In a note to clients, reflecting on Cambria’s full year results, the broker repeated its ‘speculative buy’ recommendation on the stock, which is listed on London’s AIM, and is about to list on the Zimbabwe Stock Exchange.
Last week Cambria’s results for 2012 reflected on a period of significant change.
The company said that while 2012 was a tough period of transition there are signs of significant improvement in the year to date. The positive impact of strategic initiatives introduced by the group’s management is now becoming visible, the company said.
It is also understood that Cambria is currently reviewing ‘strategic alternatives’ which could unlock the value in its businesses.
The results statement also revealed further write offs against non-core businesses, adding to the $10.8mln mark down at the half year, which took total write offs for 2012 to $19.6mln.
“Cambria took the painful but necessary medicine to clean up its balance sheet in the form of a US$19.8mln knock in the profit and loss account,” said Invictus analyst Farai Vengesai.
Though, he adds: “We believe Cambria’s focus on profitability, scale and efficiency is bearing fruit.”
“We believe the underlying performance in Cambria is tracking the route we originally forecasted. We expected EBITDA to turn positive in 2013 and we still expect this to happen,” said Vengesai.
Meanwhile in an earlier note, on March 1, UK stockbroker WH Ireland also reflected on the tough decisions Cambria had to make in 2012.
“In our opinion the decisive action taken this year combined with strong underlying performance of the core portfolio provides significant protection from further material NAV erosion,” said WH Ireland analyst Derren Nathan.
In 2013, Nathan forecasts Cambria will achieve revenue growth of 25% this year to US$15mln and he says it will turn earnings positive at divisional level.
“Cambria’s core investments are establishing solid niche positions in the Zimbabwe economy.
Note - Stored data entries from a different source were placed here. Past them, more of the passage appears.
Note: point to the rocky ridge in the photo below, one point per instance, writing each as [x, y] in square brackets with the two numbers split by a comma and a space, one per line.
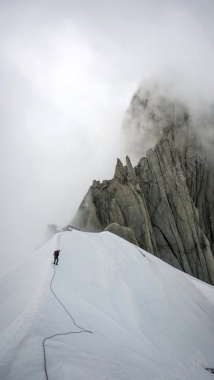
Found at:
[166, 200]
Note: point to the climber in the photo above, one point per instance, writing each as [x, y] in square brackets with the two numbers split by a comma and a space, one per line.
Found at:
[56, 257]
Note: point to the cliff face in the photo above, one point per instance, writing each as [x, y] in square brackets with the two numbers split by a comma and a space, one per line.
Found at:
[166, 200]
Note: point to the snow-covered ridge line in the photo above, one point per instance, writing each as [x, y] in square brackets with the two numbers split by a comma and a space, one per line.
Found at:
[146, 317]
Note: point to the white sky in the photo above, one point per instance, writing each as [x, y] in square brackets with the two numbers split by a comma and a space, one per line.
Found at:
[68, 72]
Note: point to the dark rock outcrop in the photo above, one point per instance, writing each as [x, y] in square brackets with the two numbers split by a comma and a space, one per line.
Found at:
[166, 200]
[124, 232]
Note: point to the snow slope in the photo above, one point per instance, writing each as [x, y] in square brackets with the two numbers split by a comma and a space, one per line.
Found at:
[149, 320]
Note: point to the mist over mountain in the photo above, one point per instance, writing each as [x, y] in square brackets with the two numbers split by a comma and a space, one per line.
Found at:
[167, 199]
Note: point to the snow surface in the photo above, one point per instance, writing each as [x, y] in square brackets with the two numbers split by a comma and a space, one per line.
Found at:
[149, 320]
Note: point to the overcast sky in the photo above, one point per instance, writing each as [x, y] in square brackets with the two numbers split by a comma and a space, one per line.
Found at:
[68, 72]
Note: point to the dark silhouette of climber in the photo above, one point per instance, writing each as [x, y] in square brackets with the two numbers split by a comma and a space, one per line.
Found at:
[56, 257]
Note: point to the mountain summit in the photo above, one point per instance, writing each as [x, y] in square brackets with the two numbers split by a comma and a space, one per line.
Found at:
[165, 203]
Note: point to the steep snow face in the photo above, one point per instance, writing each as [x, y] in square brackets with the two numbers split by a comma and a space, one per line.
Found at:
[149, 321]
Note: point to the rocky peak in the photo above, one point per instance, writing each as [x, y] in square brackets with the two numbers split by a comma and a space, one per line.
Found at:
[168, 198]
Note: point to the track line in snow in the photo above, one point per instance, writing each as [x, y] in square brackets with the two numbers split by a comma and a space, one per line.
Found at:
[60, 334]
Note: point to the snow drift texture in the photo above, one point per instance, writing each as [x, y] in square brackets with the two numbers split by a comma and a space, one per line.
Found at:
[149, 320]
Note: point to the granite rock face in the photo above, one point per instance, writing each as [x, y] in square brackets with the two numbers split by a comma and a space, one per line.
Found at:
[167, 200]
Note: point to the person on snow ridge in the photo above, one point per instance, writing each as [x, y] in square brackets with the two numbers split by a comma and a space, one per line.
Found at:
[56, 257]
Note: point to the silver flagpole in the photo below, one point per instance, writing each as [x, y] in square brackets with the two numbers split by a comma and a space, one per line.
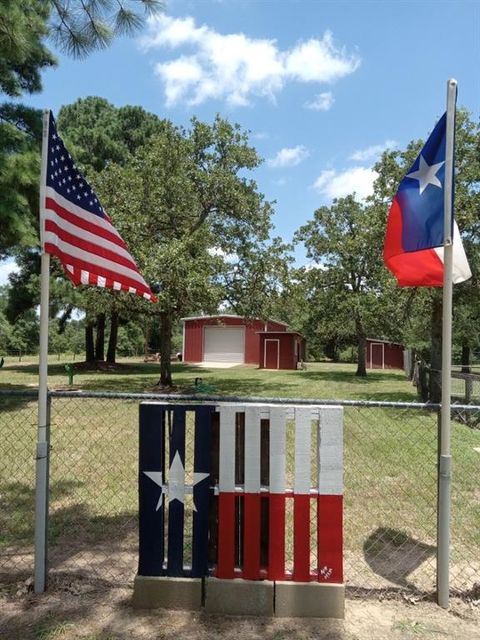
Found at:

“With the date of the referendum for the newly agreed constitution now set for March 16th 2013, and elections anticipated shortly thereafter, 2013 stands to be an important year for Zimbabwe.”
Nathan also points out that Cambria faces no significant debt payments until next year and if it realises any elements of its core portfolio the group’s cash position could materially improve before then.